|Odysseus in the Cave of Polyphemus, Jacob Jordaens, c. 1635|
1. Don't be lazy
Odysseus could've shacked up with Calypso eating grapes on the beach forever. She was built like a goddess. Literally. Everything was right there for him. But no, lounging ain't for pros. Wanna know how many lotus eaters are in MoMA? That's right, none. Get too relaxed and your cohorts might just release your top-secret bag of winds, blowing you back to square one. And let's not even talk about Penelope's lazy suitors. The lesson is clear. Get focused, get active, and stay that way.
2. Blend In
Whether escaping the cave of Poyphemus tied under sheep or returning to Ithaca disguised as a wandering beggar, Odysseus employed a variety of costumes and subterfuge evading his enemies. Street photographers should do the same. Dress like the rabble. Blend in. Then go forth and conquer.
4. Empathy gets you nowhere
Do you think Odysseus sat around feeling sorry for his enemies? Poor old giant with only one eye? Not even. More like, in your face dick. Handmaidens with shaky allegiance? Men who happened to linger at the estate upon his return to Ithaca? Same deal. Friggin bloodbath. No prisoners, no regrets. I'm not saying you need to hack up pedestrians. Just don't get too hung up on their feelings. Do what you need to do, then move on.
3. Ignore hot chicks
I'm not saying you need to shove wax in your ears or walk the city streets tied to a mast. But for undisciplined shooters, the siren call of hot chicks can be a dangerous distraction. Or hot dudes if that's your thing. Take a cue from Odysseus and just ignore them. For emergency vehicle sirens it's just the opposite. They can lead to good photo ops.
5. Don't name your kid Telemachus
I mean seriously. What the fuck kind of name is that? He'll probably complain about it as a teen, and you'll wind up in this huge family argument and once the lawyers get involved you can kiss your shooting time goodbye. So just name him Jim or something. Trust me.
6. There's no subsitute for experience
Odysseus spent a decade sailing, adventuring, swashbuckling, consorting with various gods and goddesses, teaching, leading a fleet, surviving shipwreck, and finally reclaiming his throne in a violent ambush.
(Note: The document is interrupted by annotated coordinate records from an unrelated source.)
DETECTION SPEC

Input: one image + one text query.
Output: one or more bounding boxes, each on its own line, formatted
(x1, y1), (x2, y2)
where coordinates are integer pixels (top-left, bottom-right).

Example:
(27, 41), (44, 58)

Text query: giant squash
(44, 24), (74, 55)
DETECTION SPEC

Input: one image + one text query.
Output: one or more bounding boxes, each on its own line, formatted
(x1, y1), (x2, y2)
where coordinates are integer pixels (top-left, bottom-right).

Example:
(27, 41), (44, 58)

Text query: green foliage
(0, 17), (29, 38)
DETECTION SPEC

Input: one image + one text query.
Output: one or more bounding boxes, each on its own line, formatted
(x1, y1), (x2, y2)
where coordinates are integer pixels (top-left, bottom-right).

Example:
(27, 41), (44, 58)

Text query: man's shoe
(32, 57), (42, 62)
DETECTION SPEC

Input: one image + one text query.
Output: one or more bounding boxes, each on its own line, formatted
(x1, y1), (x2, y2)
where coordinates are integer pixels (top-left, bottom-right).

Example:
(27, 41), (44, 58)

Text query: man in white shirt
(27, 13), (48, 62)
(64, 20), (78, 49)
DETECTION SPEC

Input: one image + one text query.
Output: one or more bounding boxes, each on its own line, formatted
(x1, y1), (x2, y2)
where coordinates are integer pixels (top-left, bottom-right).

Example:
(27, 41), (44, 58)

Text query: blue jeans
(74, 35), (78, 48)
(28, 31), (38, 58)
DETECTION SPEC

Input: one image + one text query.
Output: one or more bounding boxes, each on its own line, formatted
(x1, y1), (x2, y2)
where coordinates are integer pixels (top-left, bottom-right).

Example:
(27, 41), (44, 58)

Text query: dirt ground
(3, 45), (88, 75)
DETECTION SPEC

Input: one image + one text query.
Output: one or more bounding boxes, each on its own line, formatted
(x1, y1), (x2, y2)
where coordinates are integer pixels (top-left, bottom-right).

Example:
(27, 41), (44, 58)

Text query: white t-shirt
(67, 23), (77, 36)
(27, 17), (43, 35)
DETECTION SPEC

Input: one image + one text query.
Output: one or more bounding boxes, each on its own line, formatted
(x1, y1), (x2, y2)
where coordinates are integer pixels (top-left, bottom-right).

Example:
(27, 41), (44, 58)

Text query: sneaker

Oh yeah, and there's this little thing called the Trojan Horse you may have heard of. Invented it. The dude lived. It's no mystery why he was king. So take your cue from him. Go wander the globe for 10 years, then pick up a camera.
7. Travel in packs
The beauty of crowds is that problems can be deflected. For example, if you're trying to thread the needle between Syclla and Charybdis, it pays to carry expendable crew. Same thing in a cave with a man-eating cyclops. And same thing on the streets. In a group of photographers making street candids, it's not always the shooter who winds up in hot water. It's the slowest sprinter.
8. Pros get the shot
Odysseus strung an impossible bow and shot an arrow through 12 axe heads. One shot, first try, no warm up. So I don't want to hear about your problems with autofocus, camera shake and white balance. He nailed it, and he lived before electricity and cars and shit. So what's your excuse again?
9. Created works of lasting value
When Odysseus needed something to sleep on, he didn't shop at Bed, Bath, and Beyond. No, he built the foundation from a living tree. Try to move that. Try to accidentally toss that out in recycling. Hey, I'm not saying it was comfortable to lay on. But it was there when he needed it. When you shoot photos, plan on them being around a while. Make them last. Who knows, maybe someone will write about them 3,000 years from now.